By Frank Andorka, Senior Correspondent
New England is one of the hottest solar areas of the country, with New Jersey, New York and Massachusetts getting all the attention. Unfortunately, New Hampshire may not be joining them after their governor vetoed a bill designed to raise an arbitrary 1 MW cap on net metering.
The Concord (N.H.) Monitor reports on the turmoil into which the veto has thrown the rooftop solar industry. As David Brooks writes:
Not surprisingly, the governor’s veto of a bill to make large solar projects more profitable has put a number of municipal solar projects on hold, or at least up in the air.
Under current law, any project over 1 MW is not eligible for net metering. The bill would have raised that cap to 5 MW had the governor not vetoed it.
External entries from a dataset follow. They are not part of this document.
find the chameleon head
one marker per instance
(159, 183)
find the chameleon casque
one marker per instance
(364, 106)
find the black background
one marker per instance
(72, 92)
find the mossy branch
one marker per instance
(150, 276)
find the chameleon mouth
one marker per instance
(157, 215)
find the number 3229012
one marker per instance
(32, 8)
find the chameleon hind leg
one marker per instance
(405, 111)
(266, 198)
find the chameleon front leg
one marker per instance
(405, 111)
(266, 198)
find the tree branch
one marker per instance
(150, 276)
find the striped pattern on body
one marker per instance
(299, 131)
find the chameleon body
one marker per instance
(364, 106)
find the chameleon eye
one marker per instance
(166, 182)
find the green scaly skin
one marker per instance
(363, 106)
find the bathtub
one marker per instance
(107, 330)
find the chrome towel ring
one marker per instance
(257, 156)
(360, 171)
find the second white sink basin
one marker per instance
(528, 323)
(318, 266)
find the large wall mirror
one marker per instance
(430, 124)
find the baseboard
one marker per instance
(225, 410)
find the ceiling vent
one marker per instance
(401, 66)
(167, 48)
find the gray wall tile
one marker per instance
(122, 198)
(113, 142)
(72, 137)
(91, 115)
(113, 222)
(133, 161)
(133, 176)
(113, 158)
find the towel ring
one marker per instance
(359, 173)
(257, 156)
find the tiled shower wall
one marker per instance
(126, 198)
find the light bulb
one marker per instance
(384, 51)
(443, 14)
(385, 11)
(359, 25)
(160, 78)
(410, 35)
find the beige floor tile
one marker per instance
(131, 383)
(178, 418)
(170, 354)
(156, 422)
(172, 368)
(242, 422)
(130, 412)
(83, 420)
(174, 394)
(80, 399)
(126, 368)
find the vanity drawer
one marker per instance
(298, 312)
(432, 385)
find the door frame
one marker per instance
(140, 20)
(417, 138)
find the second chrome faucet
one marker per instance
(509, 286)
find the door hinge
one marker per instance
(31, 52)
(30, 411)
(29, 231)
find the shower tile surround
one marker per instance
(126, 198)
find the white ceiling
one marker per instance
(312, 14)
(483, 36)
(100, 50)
But Governor Chris Sununu vetoed the bill anyway, arguing that net-metering compensation would hurt other non-solar consumers, who would pay for grid upkeep that solar consumers don’t pay for. In other words, it’s the old cost shift argument raised to the level of the governor’s office.
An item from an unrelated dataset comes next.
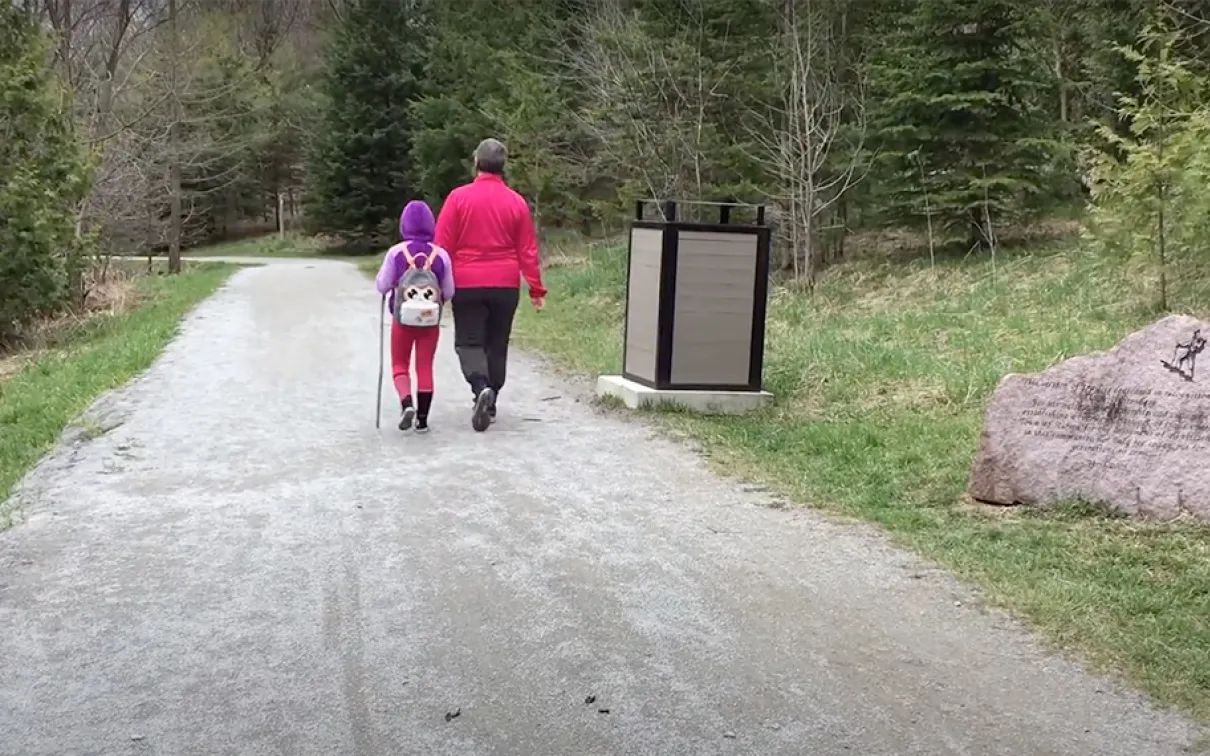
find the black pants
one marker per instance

For those of you who aren’t familiar with the “cost shift” argument, it is the erroneous lie that solar consumers don’t pay their fair share of costs for grid upkeep. The truth is that the cost shift doesn’t happen until at least 10% of a state’s electricity is generated from solar – currently only the case in five states, of which New Hampshire is not one.
And even in those five states, the cost shift is only only a fraction of a penny per kilowatt-hour. In other words, it’s not even worth talking about.
It’s the one disappointing part of Brooks’ article, which otherwise is quite good. He accepts the cost shift argument without challenge. It’s a common error among the popular press, who aren’t as familiar with the reality of the solar industry as some of the rest of us are.
It’s up to us to point this out in an effort to educate more people about this pernicious lie so that utilities – and their politicians like Sununu – can’t pull the wool over the eyes of the general public.